IX
Barbicane n’avait plus
d’inquiétude, sinon sur l’issue du voyage, du moins sur la force d’impulsion
du projectile. Sa vitesse virtuelle l’entraînait au-delà de la ligne
neutre. Donc, il ne reviendrait pas à la Terre. Donc, il ne
s’immobiliserait pas sur le point d’attraction. Une seule hypothèse
restait à se réaliser, l’arrivée du boulet à son but sous l’action
de l’attraction lunaire.
En réalité, c’était une
chute de huit mille deux cent quatre-vingt-seize lieues, sur un astre, il est
vrai, où la pesanteur ne doit être évaluée qu’au sixième de la pesanteur
terrestre. Chute formidable néanmoins, et contre laquelle toutes précautions
voulaient être prises sans retard.
Ces précautions étaient de
deux sortes: les unes devaient amortir le coup au moment où le projectile
toucherait le sol lunaire; les autres devaient retarder sa chute et, par conséquent,
la rendre moins violente.
Pour amortir le coup, il était
fâcheux que Barbicane ne fût plus à même d’employer les moyens qui
avaient si utilement atténué le choc du départ, c’est-à-dire l’eau
employée comme ressort et les cloisons brisantes. Les cloisons existaient
encore; mais l’eau manquait, car on ne pouvait employer la réserve à cet
usage, réserve précieuse pour le cas où, pendant les premiers jours,
l’élément liquide manquerait au sol lunaire.
D’ailleurs, cette
réserve eût été très insuffisante pour faire ressort. La couche d’eau
emmagasinée dans le projectile au départ, et sur laquelle reposait le disque
étanche, n’occupait pas moins de trois pieds de hauteur sur une surface
de cinquante-quatre pieds carrés. Elle mesurait en volume six mètres cubes et
en poids cinq mille sept cent cinquante kilogrammes. Or, les récipients
n’en contenaient pas la cinquième partie. Il fallait donc renoncer à ce
moyen si puissant d’amortir le choc d’arrivée.
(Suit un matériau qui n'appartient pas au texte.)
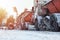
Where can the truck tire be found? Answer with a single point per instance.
(36, 25)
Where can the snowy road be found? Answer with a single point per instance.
(28, 35)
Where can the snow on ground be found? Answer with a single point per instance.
(28, 35)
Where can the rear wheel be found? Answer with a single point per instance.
(54, 24)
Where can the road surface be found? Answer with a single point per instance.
(28, 35)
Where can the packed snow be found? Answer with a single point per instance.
(28, 35)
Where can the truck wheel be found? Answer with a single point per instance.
(36, 25)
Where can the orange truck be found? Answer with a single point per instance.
(49, 18)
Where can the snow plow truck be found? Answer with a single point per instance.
(47, 15)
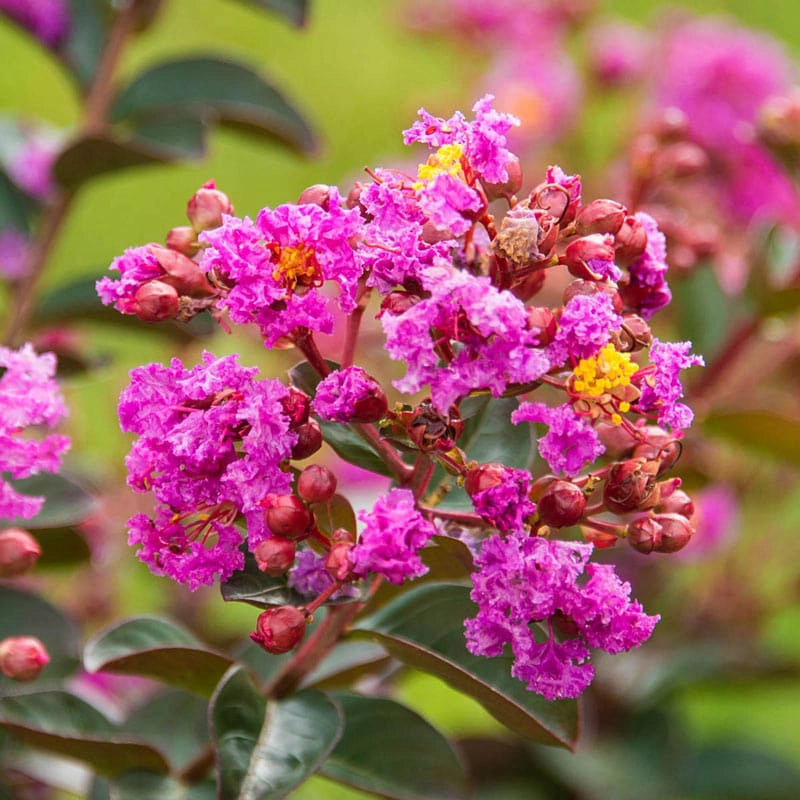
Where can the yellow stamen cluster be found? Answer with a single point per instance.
(445, 161)
(296, 265)
(600, 374)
Fort heureusement, Barbicane,
non content d’employer l’eau, avait muni le disque mobile de forts
tampons à ressort, destinés à amoindrir le choc contre le culot après
l’écrasement des cloisons horizontales. Ces tampons existaient toujours;
il suffisait de les rajuster et de remettre en place le disque mobile. Toutes
ces pièces, faciles à manier, puisque leur poids était à peine sensible,
pouvaient être remontées rapidement.
Ce fut fait. Les divers
morceaux se rajustèrent sans peine. Affaire de boulons et d’écrous. Les
outils ne manquaient pas. Bientôt le disque remanié reposa sur ses tampons
d’acier, comme une table sur ses pieds. Un inconvénient résultait du
placement de ce disque. La vitre inférieure était obstruée. Donc, impossibilité
pour les voyageurs d’observer la Lune par cette ouverture, lorsqu’ils
seraient précipités perpendiculairement sur elle. Mais il fallait y renoncer.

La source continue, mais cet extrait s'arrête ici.